Operasi ini tidak hanya dilakukan polisi lalu lintas (polantas).
Tim gabungan yang turun jalan berasal dari satuan lalu lintas (satlantas), badan pendapatan daerah (bapenda), dan Jasa Raharja.
Razia ranmor tidak terpusat di jalanan Kecamatan Kota. Petugas gabungan menggelar operasi di beberapa kecamatan.
Seperti Kecamatan Pragaan, Lenteng, dan Batuan. Banyak kendaraan yang tidak taat pajak terjaring razia
Kasatlantas Polres Sumenep AKP Ninit Titis Dewiyani menerangkan, satlantas bersama bapenda, dan Jasa Raharja menggelar operasi gabungan penertiban pajak kendaraan bermotor.
Kegiatan itu merupakan bagian dari agenda rutin sebagai upaya meningkatkan kepatuhan masyarakat.
”Kegiatan ini adalah agenda rutin sebagai upaya meningkatkan kepatuhan masyarakat terhadap kewajiban membayar pajak kendaraan,” terangnya Selasa (29/4).
Polwan berhijab itu menjelaskan, operasi yang digelar ini menyasar kendaraan roda dua dan roda empat yang belum memenuhi kewajiban pembayaran pajak.
Dalam kegiatan itu, petugas gabungan melakukan pemeriksaan kelengkapan administrasi kendaraan serta bukti pembayaran pajak.
”Operasi ini bertujuan mendorong peningkatan pendapatan daerah, sekaligus untuk membangun kesadaran masyarakat mengenai pentingnya pajak kendaraan,” ucapnya.
Dia mengungkapkan, dalam operasi gabungan ini, petugas telah memberikan teguran pada 11 pengendara bermotor karena berbagai pelanggaran.
Mulai dari tidak memakai helm hingga menunggak bayar pajak.
”Kami juga telah mengamankan dua sepeda motor dan satu mobil yang tidak dapat menunjukkan dokumen sah kendaraan,” ungkapnya.
Karena itu, dia mengimbau agar masyarakat semakin sadar akan pentingnya etika dalam berlalu lintas demi keselamatan diri dan orang lain.
Operasi serupa juga akan terus dilakukan secara rutin untuk menciptakan kondisi lalu lintas yang aman, tertib, dan lancar di semua wilayah.

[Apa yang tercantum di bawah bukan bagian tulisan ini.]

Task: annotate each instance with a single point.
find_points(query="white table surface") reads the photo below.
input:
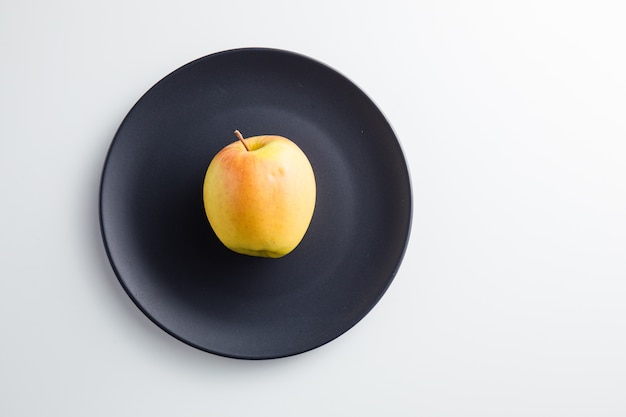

”Keselamatan di jalan adalah tanggung jawab kita semua, bukan hanya petugas, melainkan juga seluruh pengguna jalan,” tegasnya.
Lukman Hakim, warga Kecamatan Lenteng, menyambut baik operasi yang digelar polisi.
Namun, dia meminta langkah petugas tidak setengah-setengah dalam menertibkan kendaraan. Selain itu selain penindakan, langkah pencegahan harus dimasifkan.
Sebab, tidak sedikit pengendara motor melakukan pelanggaran karena tidak tahu aturan lalu lintas.
”Tidak sedikit yang hanya bisa menyalakan mesin dan menjalankan motor tapi tidak paham tata krama di jalanan. Aspek edukasi juga harus digencarkan,” katanya.
Selain itu, penggunaan suku cadang yang tidak tepat juga harus menjadi perhatian.
Lukman mengungkapkan, yang marak akhir-akhir ini penggunaan lampu yang bikin silau pengendara lain.
Banyak kendaraan jalan tanpa lampu utama. Banyak pula kendaraan yang memasang lampu secara berlebihan dan bikin silau.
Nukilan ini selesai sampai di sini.